Idaho and Iowa are, in fact, two different states, and entrepreneurs, writers and creative-types want the world to learn the difference. (Take our quiz to see how well you know Idaho and Iowa.)

It turns out, people have been confusing Idaho and Iowa for quite some time. At least since the 1980s, when Idaho journalist and author Tim Woodward got a letter from a woman explaining her Idaho-Iowa mix-up. Woodward says he wrote about it, and letters from other readers started pouring in.

"At one point, the file weighed five pounds of unused material," he says. By the early 1990s Woodward had enough Idaho-Iowa fodder for a book.

Woodward has documented national broadcasters making the mistake on live television.

"In a golden moment from his reporting days, NBC anchorman Tom Brokaw ended a newscast with a panoramic sweep of the Boise front and the words 'this is Tom Brokaw, reporting from Boise, Iowa,'" Woodward reads from his book. 

We're the huge corn state, we have more hogs than people. We're not the potato state. - Kyle Munson, Des Moines Register

It should be noted that Brokaw is from the Midwest and spent some time at the University of Iowa.

Woodward says Deborah Norville made a similar mistake on the Today Show, and this year, ABC anchor Diane Sawyer also confused Idaho with Iowa on live television.

"They’re kind of similar sounding. They both start with "I," they’re both agricultural states. Although, they couldn’t be much more different," says Woodward. "Idaho is one of the most mountainous states in the country. So, they don’t look much alike, but people confuse them all the time, it just never stops."

Woodward says he was always a bit surprised by the eminence of the people making the mistake. He recalls a wedding invitation from the White House that was mailed to Pocatello, Iowa. Just to be clear, Pocatello is in eastern Idaho.

A commercial radio station in Twin Falls, Idaho has teamed up with their sister station in Cedar Rapids, Iowa to try and end the misunderstanding with this video that's popping up across social media.

It seems Iowans are fed up too. Columnist with theDes Moines Register, Kyle Munson, says he hears about people making the reverse slip-up.

“We’re the huge corn state, we have more hogs than people," Munson says, "we’re not the potato state.” Munson says Iowa has a long-standing self-esteem issue that he thinks is slowly improving.

“We’re called fly-over country, so there's been this longstanding attitude where all the cultural innovation happens on the coast and people just forget about Iowa and the Midwest,” he says.

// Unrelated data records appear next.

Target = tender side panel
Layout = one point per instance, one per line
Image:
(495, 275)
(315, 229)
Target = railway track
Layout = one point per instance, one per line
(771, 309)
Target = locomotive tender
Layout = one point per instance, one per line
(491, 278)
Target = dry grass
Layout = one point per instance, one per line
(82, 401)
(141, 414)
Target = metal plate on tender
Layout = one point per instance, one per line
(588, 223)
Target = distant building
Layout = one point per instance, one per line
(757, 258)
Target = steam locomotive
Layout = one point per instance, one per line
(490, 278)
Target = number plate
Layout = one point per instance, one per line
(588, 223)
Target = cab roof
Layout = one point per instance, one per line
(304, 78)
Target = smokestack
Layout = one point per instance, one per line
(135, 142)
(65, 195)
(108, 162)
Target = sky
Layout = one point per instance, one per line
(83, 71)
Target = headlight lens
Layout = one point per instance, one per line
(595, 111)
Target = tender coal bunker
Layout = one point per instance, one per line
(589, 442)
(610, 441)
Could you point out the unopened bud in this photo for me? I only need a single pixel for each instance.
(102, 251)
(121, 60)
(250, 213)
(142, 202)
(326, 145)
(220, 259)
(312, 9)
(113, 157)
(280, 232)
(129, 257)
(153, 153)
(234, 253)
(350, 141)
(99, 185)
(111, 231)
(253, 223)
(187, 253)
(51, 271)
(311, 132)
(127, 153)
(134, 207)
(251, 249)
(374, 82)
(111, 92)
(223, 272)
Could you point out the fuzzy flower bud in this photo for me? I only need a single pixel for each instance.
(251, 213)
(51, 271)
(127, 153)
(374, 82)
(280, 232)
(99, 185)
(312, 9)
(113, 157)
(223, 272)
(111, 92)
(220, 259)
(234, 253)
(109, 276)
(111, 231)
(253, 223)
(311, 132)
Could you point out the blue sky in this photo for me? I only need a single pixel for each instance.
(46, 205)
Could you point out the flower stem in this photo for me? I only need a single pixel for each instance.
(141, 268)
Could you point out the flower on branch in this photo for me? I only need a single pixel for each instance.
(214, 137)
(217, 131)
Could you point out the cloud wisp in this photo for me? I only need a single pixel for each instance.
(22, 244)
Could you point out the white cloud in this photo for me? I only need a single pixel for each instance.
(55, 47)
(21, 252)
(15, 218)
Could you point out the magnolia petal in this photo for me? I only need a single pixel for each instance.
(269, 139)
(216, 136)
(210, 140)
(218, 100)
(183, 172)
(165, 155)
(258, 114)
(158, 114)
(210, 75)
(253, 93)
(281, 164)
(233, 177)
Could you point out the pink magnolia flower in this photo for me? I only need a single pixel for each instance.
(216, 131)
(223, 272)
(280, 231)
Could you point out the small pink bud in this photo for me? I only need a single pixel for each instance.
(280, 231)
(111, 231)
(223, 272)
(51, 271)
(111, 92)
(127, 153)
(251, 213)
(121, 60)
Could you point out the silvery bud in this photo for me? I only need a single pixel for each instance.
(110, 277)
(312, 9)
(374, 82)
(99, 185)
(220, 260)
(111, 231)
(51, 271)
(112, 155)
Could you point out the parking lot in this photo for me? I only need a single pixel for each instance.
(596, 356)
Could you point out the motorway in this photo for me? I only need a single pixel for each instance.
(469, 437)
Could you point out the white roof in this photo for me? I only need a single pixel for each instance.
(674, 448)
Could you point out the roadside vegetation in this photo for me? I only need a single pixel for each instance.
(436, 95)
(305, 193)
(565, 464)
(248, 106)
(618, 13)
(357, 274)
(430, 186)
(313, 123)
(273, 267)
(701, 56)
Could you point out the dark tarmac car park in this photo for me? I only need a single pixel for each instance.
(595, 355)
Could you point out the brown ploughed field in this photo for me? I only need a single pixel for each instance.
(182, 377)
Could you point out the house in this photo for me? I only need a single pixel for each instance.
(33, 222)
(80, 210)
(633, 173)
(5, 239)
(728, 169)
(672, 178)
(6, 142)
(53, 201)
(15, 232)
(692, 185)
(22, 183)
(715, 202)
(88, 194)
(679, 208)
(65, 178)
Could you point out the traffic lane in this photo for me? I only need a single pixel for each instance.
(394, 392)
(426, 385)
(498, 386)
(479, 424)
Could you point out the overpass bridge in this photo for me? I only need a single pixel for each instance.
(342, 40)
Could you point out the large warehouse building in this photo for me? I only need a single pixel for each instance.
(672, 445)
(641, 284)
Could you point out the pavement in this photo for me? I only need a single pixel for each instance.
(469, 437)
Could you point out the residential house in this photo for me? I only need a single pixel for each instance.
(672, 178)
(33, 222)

Still, Munson says native Iowans are a proud bunch. "They do take offense when we get confused with Idaho, or they lump us in with Illinois, Missouri, it’s common.”

At the very least, the Idaho-Iowa confusion has been a good deal for t-shirt makers. Boise company Fawn and Foal is selling this shirt that shows an outline of Idaho labeled "Iowa." Des Moines shirt maker, Raygun, went a step further hitting on the apparent mix-up among Idaho, Iowa and Ohio.

“[For] people on the coasts, New York, LA, wherever, Iowa might as well be Idaho,” says Munson.